おままごとの続き

作:あおみどろ



 大きな和室。一面に敷き詰められた畳は表面が滑らかで、小さな子の柔らかい頬に触れても摩擦の一つもおきそうにならない。幼児用の椅子に座り、机を挟んで私ととても可愛らしい男の子が座っている。机の周りや下には、通常サイズよりも一回り小さな鍋やフライパン、お玉に何も切れない包丁、精巧に作られた偽物の人参、玉ねぎ、じゃがいも、ブロッコリー、白地に金色の細工がほどこしてある食器一式などが散らばっていた。あたしは物が散乱する机の真ん中に無理矢理スペースを作ると、得意気に小さな白い箱を置いた。男の子は漂ってくる甘い香りに、その箱の中身を察して思わず立ち上がる。あたしはそんな男の子の目の前に手のひらを向けて静止を促す。

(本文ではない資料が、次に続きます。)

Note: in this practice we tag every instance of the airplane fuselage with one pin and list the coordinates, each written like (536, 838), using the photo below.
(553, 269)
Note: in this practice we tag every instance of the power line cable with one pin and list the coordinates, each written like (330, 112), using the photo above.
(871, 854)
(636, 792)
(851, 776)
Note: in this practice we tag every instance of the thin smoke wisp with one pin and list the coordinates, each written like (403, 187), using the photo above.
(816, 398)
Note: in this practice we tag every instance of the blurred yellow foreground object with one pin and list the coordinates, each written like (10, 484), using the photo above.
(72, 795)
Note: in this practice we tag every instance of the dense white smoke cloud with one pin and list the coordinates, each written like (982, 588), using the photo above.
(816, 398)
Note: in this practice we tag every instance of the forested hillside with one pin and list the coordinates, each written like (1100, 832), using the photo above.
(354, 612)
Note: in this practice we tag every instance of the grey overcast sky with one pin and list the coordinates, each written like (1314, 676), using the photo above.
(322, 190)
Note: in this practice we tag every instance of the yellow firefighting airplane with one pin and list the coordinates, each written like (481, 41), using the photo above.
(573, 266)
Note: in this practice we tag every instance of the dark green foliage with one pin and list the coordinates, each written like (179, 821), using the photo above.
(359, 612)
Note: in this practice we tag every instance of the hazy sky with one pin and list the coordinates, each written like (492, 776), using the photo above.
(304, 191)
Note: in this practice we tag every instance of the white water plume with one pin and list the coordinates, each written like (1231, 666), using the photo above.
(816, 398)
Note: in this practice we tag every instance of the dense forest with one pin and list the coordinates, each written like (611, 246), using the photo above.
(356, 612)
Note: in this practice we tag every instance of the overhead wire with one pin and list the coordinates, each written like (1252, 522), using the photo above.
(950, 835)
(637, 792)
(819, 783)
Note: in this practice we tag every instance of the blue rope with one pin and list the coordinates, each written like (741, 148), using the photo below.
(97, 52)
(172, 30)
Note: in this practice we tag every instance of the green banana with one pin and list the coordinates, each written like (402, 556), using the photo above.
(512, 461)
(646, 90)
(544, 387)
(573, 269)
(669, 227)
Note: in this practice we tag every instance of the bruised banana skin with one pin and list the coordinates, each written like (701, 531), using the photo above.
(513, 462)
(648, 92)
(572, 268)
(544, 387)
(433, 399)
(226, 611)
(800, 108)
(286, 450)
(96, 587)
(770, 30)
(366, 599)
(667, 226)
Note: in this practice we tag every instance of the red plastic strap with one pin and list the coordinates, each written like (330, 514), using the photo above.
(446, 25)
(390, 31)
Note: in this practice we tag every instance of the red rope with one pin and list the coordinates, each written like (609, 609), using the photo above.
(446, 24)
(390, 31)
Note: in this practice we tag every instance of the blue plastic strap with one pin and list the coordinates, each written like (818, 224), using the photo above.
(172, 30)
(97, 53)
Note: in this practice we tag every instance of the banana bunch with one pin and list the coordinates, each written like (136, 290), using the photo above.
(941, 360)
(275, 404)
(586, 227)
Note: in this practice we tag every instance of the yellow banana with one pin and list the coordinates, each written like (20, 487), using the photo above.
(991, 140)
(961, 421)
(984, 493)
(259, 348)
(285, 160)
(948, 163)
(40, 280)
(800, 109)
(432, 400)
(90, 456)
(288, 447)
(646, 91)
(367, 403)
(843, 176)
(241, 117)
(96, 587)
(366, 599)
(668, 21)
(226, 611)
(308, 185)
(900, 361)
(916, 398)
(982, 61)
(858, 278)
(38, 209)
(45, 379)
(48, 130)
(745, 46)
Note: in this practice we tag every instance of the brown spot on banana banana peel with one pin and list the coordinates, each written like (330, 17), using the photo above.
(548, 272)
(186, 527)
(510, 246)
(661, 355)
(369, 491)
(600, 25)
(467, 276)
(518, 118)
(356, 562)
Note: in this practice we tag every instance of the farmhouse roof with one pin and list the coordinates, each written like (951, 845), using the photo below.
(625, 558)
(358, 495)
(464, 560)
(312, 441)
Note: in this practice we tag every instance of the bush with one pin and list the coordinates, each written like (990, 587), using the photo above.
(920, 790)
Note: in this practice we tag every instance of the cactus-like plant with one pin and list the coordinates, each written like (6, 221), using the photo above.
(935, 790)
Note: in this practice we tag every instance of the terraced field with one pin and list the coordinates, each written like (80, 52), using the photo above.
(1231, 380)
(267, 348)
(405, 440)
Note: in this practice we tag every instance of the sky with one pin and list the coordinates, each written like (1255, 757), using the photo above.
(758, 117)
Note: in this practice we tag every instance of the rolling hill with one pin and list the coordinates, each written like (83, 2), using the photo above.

「ため!ちゃんといいこにしてないと、けーきはあげません」

 男の子はしおしおと着席した。あたしは良くできましたと男の子の頭を撫でる。

「いちごのとちょこのがあります。いおりちゃんは、どっちがいい?」

「えらんでいいの?」

「うん」

 そう言うと、男の子は大きな目を更に大きくしてキラキラさせていた。

 かわいい。

 とてもかわいい。

「おかーさん!」

 まだまだ声変わりの前兆もみせない高い声が、あたしのことを呼んだ。そう、あたしは母なのだ。この玉のように可愛らしい子供の。この子の健やかな健康のために食事を用意し、夜を怖がるこの子のために子守唄を歌い、いけないことをしたら優しくも厳しく諭さなければならない。けれど、この男の子にそう呼ばれる人間はあたしだけではない。あたしが偽物で、あっちが本物。そんなのずるい。あたしだってこの子を愛しているのに。どうして。

「……おかーさん?」

 あぁ、怖い顔をしてはいけない。この時だけは、あたしはこの子のお母さんなのだから。


*****


 昼食の時間、僕はいつも屋上で食べる。この学校の屋上は棟と棟の間にあって、移動する時や部活で使うとき、お昼を食べるときだって自由に使っていいことになっている。以前はいろんな生徒がお昼を食べていたらしいが、いまはほとんど人が寄り付かなくなってしまっている。さて、僕はそんな場所で今日もお昼を食べようと、備え付けのベンチに座り、持ってきた袋を膝の上に置いた。学校の近くにコンビニがあって良かったと心から思う。いくら甘いものを買っても変に思われないからだ。食堂にもスイーツ系のメニューはいくつかあるが、それだけを頼むなんて目立つことはしたくない。僕に取ってスイーツとは、デザートではなく主食なのだ。コンビニのロゴが入ったビニール袋に手を突っ込み、適当に一つ取り上げる。この袋の中には僕の好きなものしか入っていないから、何が出てきても良いのだ。出てきたのはチョコレートがかかったドーナツ。僕は内心喜んでドーナツの袋を開けた。そもそもチョコレートは大好きだし、やんわりと甘い生地系のものも好きだ。サーターアンダギーとかホットケーキとか。特にこのドーナツは全体にチョコレートがたっぷりかかっているからなおよし。僕は大きく一口、ドーナツにかぶりついた。口の端に溶けかけていたチョコレートがべっとりと付いてしまった。夏が近づいてきているせいで、最近めっきり気温が高くなったせいだろう。僕はコンビニで会計をしたときにもらったお手拭きで口元を拭った。甘いドーナツを咀嚼して飲み込むが、のどが詰まりそうな感覚がした。いっしょに買ってきた牛乳のパックを取り出して、ドーナツをなんとか流し込んだ。僕はわりと、のどが詰まりそうな食べ物が好きだったりする。あと、口の水分全部持っていく系のお菓子も好きだ。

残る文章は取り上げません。